Telecom Company Vodafone has been slapped with a fine of Rs. 50,000 for its failure to constitute a Complaints Committee as required by the Supreme Court in the case of Vishaka v. State of Rajasthan.

While noting that such a Committee was in place currently, a Bombay High Court Bench comprising Justice A.A. Sayed and Justice M.S. Karnik observed, “Though we are not inclined to direct payment of compensation to the Petitioner by the Respondent No.1 as indicated earlier, we do note here that the Respondent No.1 had not followed the guidelines laid down by the Supreme Court in Vishaka as there was no Complaints Committee constituted by the Respondent No.1 at the relevant time.”

It then directed the Company to pay the amount to the War Widow’s Association, New Delhi, within a period of six weeks.

The Court was hearing a Petition filed by an ex-employee who had alleged to have been terminated from service in August, 2000 after she refused to give in to demands of sexual favors by her Chief Operating Officer. She had further alleged that her immediate senior and another executive had aided the COO in pressurizing her.

The Petitioner brought to the notice of the Court the fact that she had communicated her grievance to several functionaries within the Company, but to no avail.

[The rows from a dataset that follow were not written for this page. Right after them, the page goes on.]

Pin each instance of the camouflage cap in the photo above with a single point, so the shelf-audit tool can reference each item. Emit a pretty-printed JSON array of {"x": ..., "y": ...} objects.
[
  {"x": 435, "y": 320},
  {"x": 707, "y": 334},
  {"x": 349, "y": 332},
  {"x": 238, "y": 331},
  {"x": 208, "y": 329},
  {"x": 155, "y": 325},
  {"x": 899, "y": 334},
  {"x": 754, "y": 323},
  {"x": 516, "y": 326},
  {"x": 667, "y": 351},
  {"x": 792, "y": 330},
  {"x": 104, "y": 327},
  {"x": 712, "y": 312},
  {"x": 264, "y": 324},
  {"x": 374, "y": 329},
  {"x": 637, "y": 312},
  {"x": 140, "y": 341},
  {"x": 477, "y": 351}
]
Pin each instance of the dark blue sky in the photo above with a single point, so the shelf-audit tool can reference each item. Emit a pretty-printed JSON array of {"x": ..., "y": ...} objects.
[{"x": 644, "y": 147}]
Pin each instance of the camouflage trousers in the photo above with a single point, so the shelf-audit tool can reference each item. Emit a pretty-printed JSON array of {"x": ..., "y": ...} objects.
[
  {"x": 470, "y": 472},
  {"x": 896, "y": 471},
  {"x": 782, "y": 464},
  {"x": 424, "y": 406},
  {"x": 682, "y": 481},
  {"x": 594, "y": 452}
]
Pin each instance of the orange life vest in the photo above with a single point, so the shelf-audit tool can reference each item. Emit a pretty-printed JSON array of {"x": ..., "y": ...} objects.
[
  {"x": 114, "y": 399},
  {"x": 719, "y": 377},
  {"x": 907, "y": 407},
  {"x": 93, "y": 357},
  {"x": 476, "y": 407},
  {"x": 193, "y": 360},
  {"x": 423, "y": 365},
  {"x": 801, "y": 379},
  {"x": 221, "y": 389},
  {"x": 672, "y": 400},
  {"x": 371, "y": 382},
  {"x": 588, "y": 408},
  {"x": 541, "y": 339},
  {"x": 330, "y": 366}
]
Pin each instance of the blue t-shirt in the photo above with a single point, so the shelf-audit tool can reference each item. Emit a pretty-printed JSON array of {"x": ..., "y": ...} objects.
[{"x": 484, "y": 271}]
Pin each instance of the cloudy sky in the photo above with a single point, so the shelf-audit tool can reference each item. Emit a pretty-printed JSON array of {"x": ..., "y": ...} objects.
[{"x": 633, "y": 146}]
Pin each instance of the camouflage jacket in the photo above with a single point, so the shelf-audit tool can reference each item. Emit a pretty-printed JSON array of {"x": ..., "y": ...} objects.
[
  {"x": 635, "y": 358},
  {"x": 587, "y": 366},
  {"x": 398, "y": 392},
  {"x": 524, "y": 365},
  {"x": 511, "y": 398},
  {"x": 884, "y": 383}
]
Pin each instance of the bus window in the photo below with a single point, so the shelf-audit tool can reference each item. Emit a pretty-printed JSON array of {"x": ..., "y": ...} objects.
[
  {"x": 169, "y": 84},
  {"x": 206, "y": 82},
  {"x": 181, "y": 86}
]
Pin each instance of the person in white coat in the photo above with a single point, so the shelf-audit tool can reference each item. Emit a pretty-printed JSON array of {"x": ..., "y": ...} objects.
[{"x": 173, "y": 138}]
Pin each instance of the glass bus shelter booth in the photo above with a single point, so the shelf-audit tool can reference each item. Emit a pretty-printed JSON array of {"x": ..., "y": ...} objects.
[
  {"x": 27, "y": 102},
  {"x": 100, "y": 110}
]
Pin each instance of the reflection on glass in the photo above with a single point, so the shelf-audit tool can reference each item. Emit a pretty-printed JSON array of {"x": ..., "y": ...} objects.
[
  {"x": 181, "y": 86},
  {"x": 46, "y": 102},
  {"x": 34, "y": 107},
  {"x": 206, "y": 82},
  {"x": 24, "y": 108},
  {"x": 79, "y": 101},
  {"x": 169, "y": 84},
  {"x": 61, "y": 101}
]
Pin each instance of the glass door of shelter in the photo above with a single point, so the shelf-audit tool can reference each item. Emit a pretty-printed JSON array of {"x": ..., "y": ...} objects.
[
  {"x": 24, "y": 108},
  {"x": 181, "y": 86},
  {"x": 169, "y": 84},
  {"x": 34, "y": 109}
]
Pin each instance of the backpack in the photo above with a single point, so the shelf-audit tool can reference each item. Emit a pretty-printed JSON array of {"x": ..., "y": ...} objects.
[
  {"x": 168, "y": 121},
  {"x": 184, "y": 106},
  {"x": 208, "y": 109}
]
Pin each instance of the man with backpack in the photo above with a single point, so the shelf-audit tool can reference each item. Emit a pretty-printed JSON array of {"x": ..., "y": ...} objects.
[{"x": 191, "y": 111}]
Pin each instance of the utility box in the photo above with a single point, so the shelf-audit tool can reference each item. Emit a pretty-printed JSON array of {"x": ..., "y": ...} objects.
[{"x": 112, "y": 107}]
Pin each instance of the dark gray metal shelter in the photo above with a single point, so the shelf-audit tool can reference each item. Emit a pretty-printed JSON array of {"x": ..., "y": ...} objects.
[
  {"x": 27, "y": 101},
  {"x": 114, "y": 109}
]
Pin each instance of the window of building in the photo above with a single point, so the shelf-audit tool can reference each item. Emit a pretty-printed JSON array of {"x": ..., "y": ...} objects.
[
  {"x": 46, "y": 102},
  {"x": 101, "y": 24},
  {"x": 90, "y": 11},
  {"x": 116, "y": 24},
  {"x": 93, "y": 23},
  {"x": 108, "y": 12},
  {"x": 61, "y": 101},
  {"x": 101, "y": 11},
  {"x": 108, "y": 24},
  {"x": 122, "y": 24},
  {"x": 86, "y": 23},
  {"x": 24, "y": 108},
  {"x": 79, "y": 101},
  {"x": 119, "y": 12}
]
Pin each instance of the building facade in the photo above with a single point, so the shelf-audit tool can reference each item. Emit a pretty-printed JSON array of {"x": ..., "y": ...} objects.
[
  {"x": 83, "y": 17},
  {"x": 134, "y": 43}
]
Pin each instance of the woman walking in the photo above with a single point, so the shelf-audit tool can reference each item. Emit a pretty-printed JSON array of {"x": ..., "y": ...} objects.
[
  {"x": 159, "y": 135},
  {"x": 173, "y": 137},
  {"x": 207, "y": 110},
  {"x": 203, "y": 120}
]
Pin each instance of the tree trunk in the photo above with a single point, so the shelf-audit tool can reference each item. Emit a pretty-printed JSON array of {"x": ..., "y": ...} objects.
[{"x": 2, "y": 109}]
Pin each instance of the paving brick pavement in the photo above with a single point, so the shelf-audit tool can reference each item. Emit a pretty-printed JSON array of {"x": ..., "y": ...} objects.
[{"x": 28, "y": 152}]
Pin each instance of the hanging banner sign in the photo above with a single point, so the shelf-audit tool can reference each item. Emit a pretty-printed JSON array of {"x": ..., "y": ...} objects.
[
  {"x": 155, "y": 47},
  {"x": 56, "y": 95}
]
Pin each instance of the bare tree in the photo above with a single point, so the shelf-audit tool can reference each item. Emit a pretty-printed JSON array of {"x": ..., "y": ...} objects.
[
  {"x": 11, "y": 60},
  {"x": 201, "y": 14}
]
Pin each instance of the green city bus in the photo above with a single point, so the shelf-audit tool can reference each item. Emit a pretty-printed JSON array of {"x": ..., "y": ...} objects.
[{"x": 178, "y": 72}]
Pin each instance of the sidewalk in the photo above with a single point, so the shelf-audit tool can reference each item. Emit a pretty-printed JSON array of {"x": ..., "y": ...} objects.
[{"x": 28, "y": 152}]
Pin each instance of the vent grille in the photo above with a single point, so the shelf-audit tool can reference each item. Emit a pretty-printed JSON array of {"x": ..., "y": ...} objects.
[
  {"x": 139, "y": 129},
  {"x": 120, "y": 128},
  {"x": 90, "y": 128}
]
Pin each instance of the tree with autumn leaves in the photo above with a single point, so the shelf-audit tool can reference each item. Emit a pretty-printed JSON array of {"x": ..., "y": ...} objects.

She had, therefore, submitted that the Company had “deliberately flouted the rules prescribed by the Apex Court and failed to implement the guidelines laid down as law towards protection of women from sexual harassment at workplace and failed to provide grievance procedure for redressal of complaint of the Petitioner against sexual harassment at workplace”.

Thereafter, the Petitioner had sought a compensation of Rs. 1 crore for non-constitution of the Complaints Committee by the Company, in accordance with the law laid down in the Vishaka case.

The Respondent, on the other hand, had denied the allegations, contending that “false and baseless allegations” were being made by her as an afterthought.

The Court, however, opined that the fact of the occurrence of sexual harassment was still disputed and that it was not possible for the Court, in exercise of its Writ jurisdiction, to rule on such disputed questions of facts. It further noted that the Petitioner had not prayed for constitution of a Complaints Committee to look into her allegations.

The Court then observed that even of it is assumed that the Petitioner had complained of sexual harassment only after the termination of her employment, “nothing prevented the Respondent No.1 from inquiring into her grievance even after her termination”.